Complementing its already extensive reliability
arsenal, only Novell eDirectory provides this
maximum level of recoverability.
Manageability
Regardless of the scale of deployment, the
management tools for eDirectory excel in both
administration and maintenance, providing several
mechanisms for proactive and reactive management.
Creating and maintaining an Active Directory
service is a time- and human resource-intensive
operation.
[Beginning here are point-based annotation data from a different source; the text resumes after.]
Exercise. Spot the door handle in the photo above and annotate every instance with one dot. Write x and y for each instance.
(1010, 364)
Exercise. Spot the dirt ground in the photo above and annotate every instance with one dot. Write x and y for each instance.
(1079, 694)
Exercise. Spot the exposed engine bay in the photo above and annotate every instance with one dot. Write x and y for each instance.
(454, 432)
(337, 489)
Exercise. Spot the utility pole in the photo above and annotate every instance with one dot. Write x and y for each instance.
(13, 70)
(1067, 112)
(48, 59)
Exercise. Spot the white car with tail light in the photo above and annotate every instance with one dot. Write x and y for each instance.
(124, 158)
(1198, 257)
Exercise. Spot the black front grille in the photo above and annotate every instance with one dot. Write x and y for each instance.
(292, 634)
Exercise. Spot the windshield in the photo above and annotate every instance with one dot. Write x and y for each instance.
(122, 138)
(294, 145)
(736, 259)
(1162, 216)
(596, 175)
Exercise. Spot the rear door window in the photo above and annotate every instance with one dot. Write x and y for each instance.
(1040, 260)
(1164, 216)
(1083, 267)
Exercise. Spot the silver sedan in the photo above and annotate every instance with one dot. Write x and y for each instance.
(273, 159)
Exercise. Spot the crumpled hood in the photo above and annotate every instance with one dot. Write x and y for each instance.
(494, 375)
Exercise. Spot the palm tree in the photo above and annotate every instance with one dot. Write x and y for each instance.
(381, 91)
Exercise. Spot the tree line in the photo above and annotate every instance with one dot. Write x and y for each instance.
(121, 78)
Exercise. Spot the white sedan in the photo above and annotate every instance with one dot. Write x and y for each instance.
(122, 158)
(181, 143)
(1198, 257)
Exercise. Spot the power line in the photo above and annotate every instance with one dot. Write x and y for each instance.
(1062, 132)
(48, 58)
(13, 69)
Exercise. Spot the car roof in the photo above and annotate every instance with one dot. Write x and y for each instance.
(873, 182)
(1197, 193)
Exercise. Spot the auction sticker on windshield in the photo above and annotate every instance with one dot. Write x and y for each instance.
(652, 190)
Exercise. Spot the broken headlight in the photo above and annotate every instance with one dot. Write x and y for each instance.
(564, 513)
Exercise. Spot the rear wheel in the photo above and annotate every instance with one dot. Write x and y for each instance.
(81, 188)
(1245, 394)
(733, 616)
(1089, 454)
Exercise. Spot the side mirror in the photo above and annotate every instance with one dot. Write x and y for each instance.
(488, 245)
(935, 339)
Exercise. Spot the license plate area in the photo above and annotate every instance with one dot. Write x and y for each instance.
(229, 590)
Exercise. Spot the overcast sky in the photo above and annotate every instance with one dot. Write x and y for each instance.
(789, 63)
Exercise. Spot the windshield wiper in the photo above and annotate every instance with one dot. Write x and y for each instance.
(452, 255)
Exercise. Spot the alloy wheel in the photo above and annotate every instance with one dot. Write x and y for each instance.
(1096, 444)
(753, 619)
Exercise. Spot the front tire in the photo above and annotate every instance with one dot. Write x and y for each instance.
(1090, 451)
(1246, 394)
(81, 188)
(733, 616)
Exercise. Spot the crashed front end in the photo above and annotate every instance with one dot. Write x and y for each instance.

As an Active Directory deployment
grows larger, trees become “forests,” and the
issue of managing trusts—the old Achilles’ heel
of Windows NT domains—becomes more and
more troublesome. Microsoft has automated the
manual creation of trusts, making Active Directory
domains function together more seamlessly,
but these trusts still assume specific relationship
rules that must be understood in addition to your
implementation of rights for directory security.
Additionally, the utilities for managing Active
Directory reflect a lack of sensitivity to large-scale
management needs and a clear slant toward having
a homogeneous network.
Adapting to Change
Directories change. Organizations or departments
sometimes change names; customer bases may need
to merge; subsidiaries are spun out. For large-scale
business identity systems, directory flexibility is
the key to allowing a high-end directory service
to adapt to change.
Active Directory relies on a fairly static,
inflexible naming scheme—a legacy combination
of NetBIOS and Windows Domain Name System
moved to a DNS paradigm—that precludes any
organizational change without serious forethought.
Novell eDirectory vs. Microsoft Active Directory
15
Within an Active Directory forest (the name of a
deployed directory system conforming to common
schema and naming rules) there are domains and
servers. These derive their naming based on a DNS
naming structure, which is established when the
first servers are installed and the directory is
first provisioned.
If your naming convention remains static
forever, all is well. However, should a time come
that you must make structural changes to the
directory, Active Directory domain boundaries and
naming constraints can present significant barriers.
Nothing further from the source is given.